L’audace et la surprise
Sur la localisation même de Samori, Gouraud n’a que des informations vagues, mais il sait, par diverses sources, qu’il est sur la bonne voie. Il arrive à Dénifesso. Il croise un Sofa, « le Sofa borgne », qui a fait défection, le 9 septembre ; c’est un indicateur sérieux qui annonce avoir déserté trois jours auparavant. Il a raison parce que certaines des traces du passage de Samori sont encore fraîches : des parcs, des habitations sommaires, de vieilles femmes. Ces informations sont renforcées par les révélations d’un autre soldat fugitif. Ce Sofa confie à Gouraud les motifs de sa désertion, notamment sa lassitude devant l’intransigeance de Samori qui voulait continuer à s’enfoncer dans le sud, alors que visiblement le combat était terminé. Gouraud est prêt du but et presse le pas d’autant qu’il a une idée assez précise du dispositif de Samori. Guélémou est à une quinzaine de kilomètres. C’est là que campe Samori. Il a avec lui sa « dembaya », c’est-à-dire ses femmes et ses enfants. Au-dessus du site se trouve la case de Samori avec beaucoup de monde autour, les vivres manquent, les gens ont faim et supportent mal le climat du sud, les soldats sont démoralisés. Gouraud a pour lui l’effet de la surprise. Pour lui, « l’occasion n’a qu’un cheveu, l’étoile de l’Almamy semble pâlir… ». Il veut de Samori vif, car Samori mort va induire la légende et le mythe. Il est encore résolu : « … risquer un coup d’audace en pénétrant sans coup férir dans le camp de l’almamy, pour s’emparer de sa personne avant qu’il ait pu fuir, convaincu que, lui pris, ses sofas poseront les armes ».

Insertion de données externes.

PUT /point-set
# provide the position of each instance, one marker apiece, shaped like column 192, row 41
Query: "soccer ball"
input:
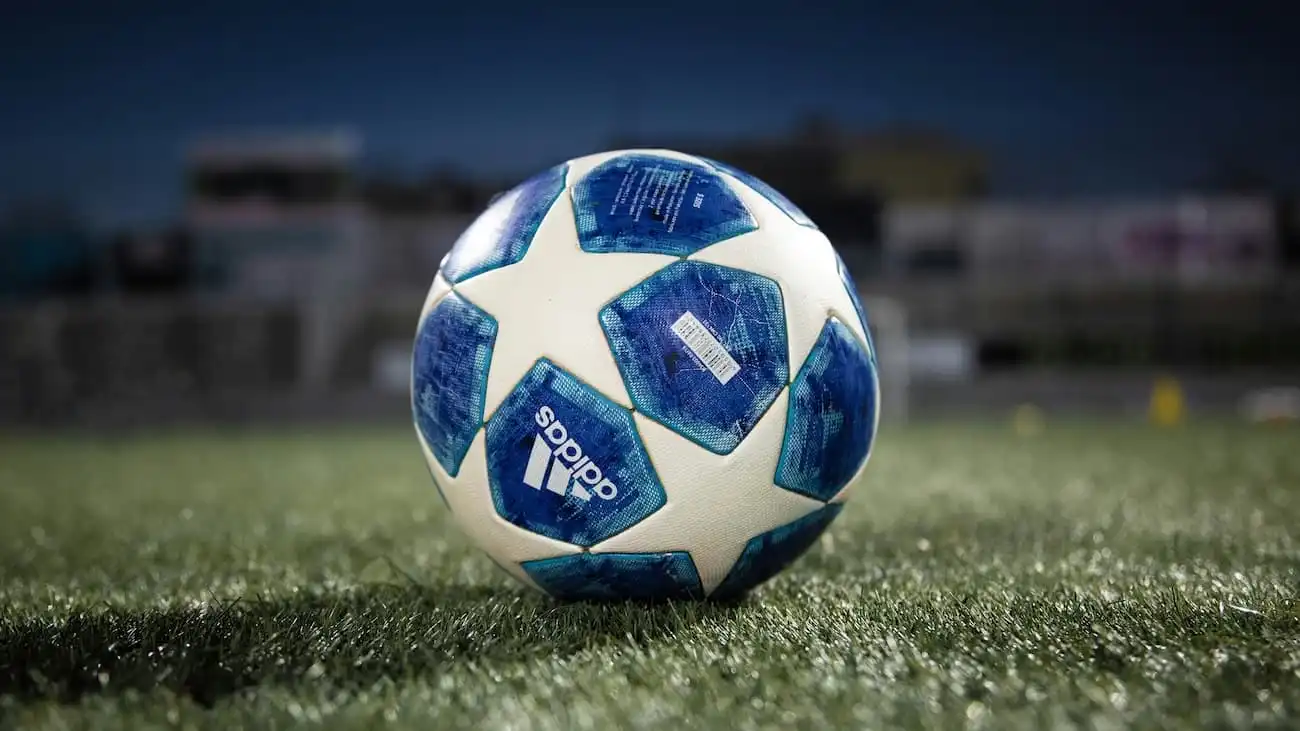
column 644, row 375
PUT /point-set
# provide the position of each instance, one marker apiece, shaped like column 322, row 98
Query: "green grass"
column 1096, row 575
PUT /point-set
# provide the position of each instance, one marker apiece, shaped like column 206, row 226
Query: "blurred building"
column 415, row 223
column 844, row 180
column 276, row 216
column 47, row 251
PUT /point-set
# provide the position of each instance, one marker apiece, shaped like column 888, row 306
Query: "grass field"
column 1096, row 575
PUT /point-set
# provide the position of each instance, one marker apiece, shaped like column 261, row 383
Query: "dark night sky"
column 1070, row 98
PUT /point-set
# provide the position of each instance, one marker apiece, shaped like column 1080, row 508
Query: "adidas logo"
column 558, row 461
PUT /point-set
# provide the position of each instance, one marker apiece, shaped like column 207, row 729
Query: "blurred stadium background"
column 1065, row 220
column 286, row 284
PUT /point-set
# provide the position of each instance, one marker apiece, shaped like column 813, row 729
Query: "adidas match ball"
column 644, row 375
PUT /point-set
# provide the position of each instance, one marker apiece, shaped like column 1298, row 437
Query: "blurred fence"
column 146, row 362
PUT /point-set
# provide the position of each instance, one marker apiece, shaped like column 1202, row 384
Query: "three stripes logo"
column 557, row 462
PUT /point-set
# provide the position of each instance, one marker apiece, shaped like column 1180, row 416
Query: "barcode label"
column 706, row 347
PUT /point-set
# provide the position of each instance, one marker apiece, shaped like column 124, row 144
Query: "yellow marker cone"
column 1168, row 403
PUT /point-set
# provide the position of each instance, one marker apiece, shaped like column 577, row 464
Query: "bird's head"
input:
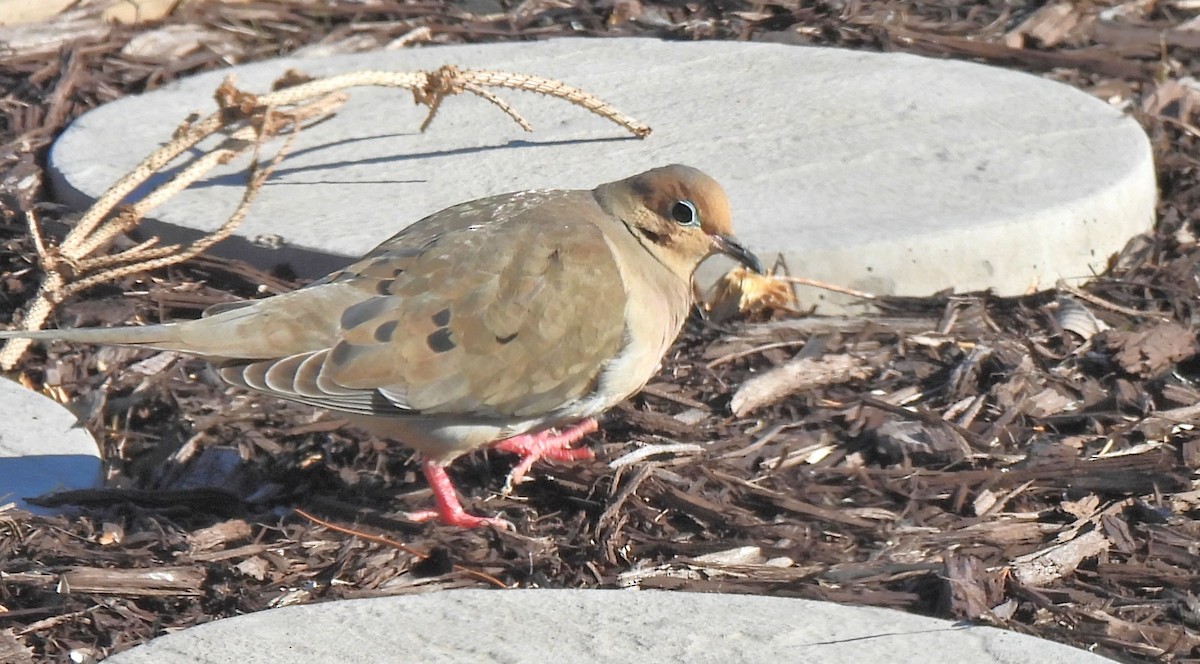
column 679, row 214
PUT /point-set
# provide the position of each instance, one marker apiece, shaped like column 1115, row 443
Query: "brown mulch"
column 1021, row 462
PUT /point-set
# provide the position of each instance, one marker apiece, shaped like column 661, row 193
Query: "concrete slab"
column 882, row 172
column 539, row 626
column 41, row 448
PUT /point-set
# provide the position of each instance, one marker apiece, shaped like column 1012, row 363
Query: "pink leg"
column 550, row 444
column 449, row 510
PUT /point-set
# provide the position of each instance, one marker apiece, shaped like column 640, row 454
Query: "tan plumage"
column 495, row 319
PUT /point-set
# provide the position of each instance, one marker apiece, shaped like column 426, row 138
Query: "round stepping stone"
column 42, row 448
column 539, row 626
column 887, row 173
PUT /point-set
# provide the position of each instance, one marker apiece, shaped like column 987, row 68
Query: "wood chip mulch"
column 1023, row 462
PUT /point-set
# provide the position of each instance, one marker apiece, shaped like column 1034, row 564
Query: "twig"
column 394, row 544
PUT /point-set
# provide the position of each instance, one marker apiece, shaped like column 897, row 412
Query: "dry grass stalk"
column 247, row 120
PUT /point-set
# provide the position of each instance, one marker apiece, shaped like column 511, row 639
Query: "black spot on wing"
column 441, row 341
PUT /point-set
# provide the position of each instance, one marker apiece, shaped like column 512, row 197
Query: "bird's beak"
column 730, row 246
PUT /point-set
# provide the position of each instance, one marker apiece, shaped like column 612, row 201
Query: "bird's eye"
column 684, row 213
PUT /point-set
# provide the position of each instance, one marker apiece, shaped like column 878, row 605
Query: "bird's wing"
column 480, row 310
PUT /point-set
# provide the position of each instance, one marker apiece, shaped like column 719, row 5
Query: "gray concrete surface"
column 881, row 172
column 41, row 448
column 541, row 626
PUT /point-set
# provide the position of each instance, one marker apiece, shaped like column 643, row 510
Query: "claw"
column 545, row 444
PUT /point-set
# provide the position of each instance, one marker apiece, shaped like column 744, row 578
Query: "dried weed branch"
column 249, row 120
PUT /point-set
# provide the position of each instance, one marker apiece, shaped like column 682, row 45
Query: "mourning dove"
column 510, row 322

Les ordres sont donnés : à l’aube, le capitaine Gaden (qui a pris les photos après) en escouade s’approche de la porte gardée par Macé Amara, l’un des fils de Samori. Il occupe la place et coupe la circulation.

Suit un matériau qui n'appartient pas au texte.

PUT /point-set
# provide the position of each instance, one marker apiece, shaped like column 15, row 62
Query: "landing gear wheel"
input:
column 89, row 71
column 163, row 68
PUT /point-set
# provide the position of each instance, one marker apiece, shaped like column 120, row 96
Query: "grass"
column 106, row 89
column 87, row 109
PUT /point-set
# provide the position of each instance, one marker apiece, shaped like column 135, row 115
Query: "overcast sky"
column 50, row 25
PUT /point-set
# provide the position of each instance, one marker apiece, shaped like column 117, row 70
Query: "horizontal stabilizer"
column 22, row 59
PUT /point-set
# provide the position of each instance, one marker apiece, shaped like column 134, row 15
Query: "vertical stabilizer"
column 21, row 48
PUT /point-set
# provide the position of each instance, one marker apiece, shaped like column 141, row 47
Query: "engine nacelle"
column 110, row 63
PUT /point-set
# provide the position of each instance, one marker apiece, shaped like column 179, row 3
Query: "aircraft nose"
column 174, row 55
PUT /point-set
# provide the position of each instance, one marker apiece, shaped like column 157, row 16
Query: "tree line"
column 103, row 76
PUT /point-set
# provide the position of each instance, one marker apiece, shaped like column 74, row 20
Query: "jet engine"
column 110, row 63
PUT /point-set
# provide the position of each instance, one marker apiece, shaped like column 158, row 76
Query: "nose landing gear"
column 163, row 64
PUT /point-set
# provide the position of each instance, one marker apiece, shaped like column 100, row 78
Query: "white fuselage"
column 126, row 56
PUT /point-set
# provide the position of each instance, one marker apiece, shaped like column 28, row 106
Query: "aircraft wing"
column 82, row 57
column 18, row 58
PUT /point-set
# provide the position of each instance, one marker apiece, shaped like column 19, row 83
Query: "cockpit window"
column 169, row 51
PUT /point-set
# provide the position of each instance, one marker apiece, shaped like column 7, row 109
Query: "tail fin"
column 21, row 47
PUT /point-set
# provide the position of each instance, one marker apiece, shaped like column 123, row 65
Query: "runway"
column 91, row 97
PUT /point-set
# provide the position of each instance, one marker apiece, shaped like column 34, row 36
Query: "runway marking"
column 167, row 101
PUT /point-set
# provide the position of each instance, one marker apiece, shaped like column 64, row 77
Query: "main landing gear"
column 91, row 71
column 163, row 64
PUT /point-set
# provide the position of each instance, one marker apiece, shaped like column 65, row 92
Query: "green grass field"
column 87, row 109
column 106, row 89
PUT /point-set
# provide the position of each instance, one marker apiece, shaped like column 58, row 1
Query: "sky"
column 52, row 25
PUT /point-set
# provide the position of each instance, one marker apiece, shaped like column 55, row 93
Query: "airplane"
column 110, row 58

Le Lieutenant Jacquin et le sergent Bratières traversent le village des femmes et aboutissent au camp de Samori, sans que ne parte un seul coup de feu, sinon l’affaire est dans le lac ; « Pour prendre Samory, il ne nous faut pas un combat. Si heureux qu’il soit, il donnerait à l’Almamy le temps de fuir. Il faut une surprise complète. » à 7 h 12, l’action est enclenchée. La troupe débouche sur une vallée verdoyante, le pas est vif, le souffle retenu.

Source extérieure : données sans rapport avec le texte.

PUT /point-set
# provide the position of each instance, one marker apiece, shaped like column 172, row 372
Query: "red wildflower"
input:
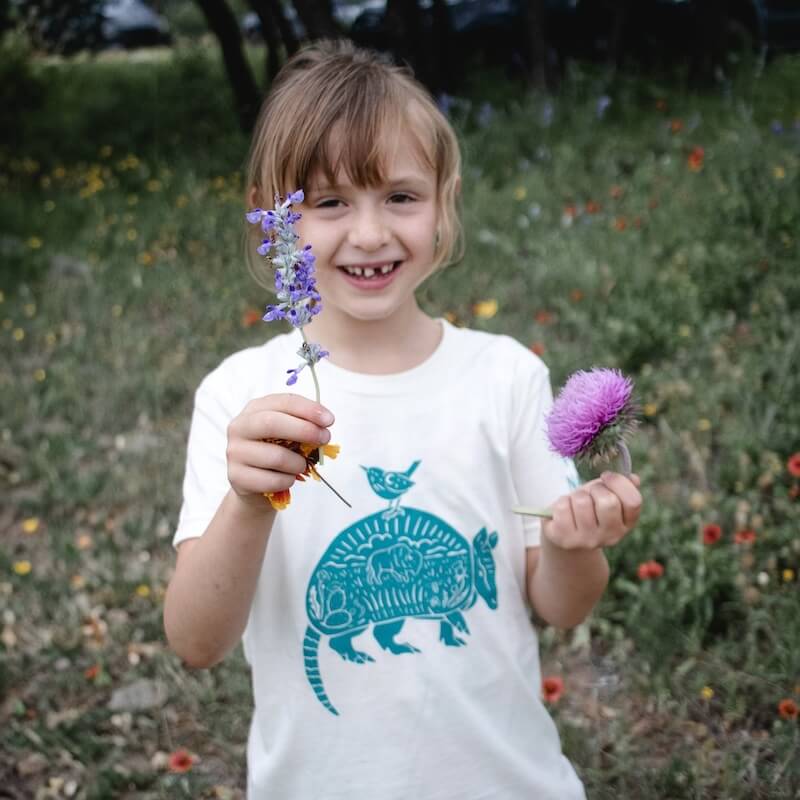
column 250, row 317
column 538, row 348
column 712, row 533
column 552, row 689
column 180, row 761
column 744, row 537
column 695, row 159
column 649, row 570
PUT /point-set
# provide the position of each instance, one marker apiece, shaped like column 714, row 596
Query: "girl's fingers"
column 277, row 425
column 267, row 456
column 627, row 490
column 294, row 405
column 608, row 508
column 251, row 480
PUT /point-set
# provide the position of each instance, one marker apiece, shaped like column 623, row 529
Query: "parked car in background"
column 92, row 25
column 132, row 23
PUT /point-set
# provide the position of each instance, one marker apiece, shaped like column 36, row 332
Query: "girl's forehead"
column 393, row 154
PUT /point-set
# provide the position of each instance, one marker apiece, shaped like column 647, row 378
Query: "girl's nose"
column 368, row 232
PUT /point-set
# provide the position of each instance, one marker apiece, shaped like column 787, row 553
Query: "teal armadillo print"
column 395, row 564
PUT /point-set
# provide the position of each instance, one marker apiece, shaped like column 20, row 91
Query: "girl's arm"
column 568, row 573
column 210, row 593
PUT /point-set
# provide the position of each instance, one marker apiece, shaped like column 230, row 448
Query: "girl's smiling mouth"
column 374, row 275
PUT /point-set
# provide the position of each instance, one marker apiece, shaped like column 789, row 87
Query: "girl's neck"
column 377, row 347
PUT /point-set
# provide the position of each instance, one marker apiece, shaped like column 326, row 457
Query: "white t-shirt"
column 346, row 703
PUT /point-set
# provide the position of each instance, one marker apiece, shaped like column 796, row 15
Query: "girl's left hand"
column 598, row 514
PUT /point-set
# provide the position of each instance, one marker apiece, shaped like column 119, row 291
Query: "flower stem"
column 316, row 390
column 626, row 458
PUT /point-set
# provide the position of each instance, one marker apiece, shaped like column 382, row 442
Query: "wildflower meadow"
column 622, row 222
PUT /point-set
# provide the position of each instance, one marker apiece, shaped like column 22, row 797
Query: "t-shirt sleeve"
column 540, row 476
column 205, row 481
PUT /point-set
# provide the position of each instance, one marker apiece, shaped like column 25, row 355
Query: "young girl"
column 391, row 643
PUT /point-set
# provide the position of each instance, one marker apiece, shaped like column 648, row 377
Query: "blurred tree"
column 61, row 26
column 317, row 18
column 222, row 21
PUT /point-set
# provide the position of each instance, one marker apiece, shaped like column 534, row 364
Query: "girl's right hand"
column 256, row 467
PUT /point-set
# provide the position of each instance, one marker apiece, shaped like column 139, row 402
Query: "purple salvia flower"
column 592, row 415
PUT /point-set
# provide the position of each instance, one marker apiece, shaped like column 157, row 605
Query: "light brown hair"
column 334, row 86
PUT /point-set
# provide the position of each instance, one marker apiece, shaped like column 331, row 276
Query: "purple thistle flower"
column 592, row 415
column 295, row 285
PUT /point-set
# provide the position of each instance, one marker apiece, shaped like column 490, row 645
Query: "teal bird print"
column 390, row 486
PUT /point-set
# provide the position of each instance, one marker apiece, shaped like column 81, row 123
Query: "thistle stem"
column 542, row 513
column 625, row 454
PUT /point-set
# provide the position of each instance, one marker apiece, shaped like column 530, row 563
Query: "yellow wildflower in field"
column 30, row 525
column 485, row 309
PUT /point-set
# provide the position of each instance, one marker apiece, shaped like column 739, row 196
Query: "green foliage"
column 609, row 242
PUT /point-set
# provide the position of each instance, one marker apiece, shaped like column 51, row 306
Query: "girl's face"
column 374, row 246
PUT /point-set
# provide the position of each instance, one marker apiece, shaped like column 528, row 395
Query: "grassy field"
column 621, row 223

Subitement, le sofa déserteur arrive à indexer Samori : « c’est Lui ! ». Il est 8 heures et tout se déroule comme prévu. Samori est matinal, il lit son coran quand soudainement, il constate la présence des tirailleurs, les « chéchias rouges ». Le scénario est tel qu’il ne peut s’enfuir ; il est rattrapé par le caporal auxiliaire Faganda Tounkara. Il n’y a pas de doute possible, car Samori est identifiable à sa « haute taille, son vêtement bleu rayé blanc et sa chéchia serrée d’un turban blanc. D’après Gouraud, Samory qui a tenté une fuite a vite été rattrapé par les tirailleurs : « Ilo ! Ilo ! Samory! (Arrête ! arrête ! Samory !) ». C’est la nuit noir en plein jour. Samori pris, tout le monde se rend comme prévu.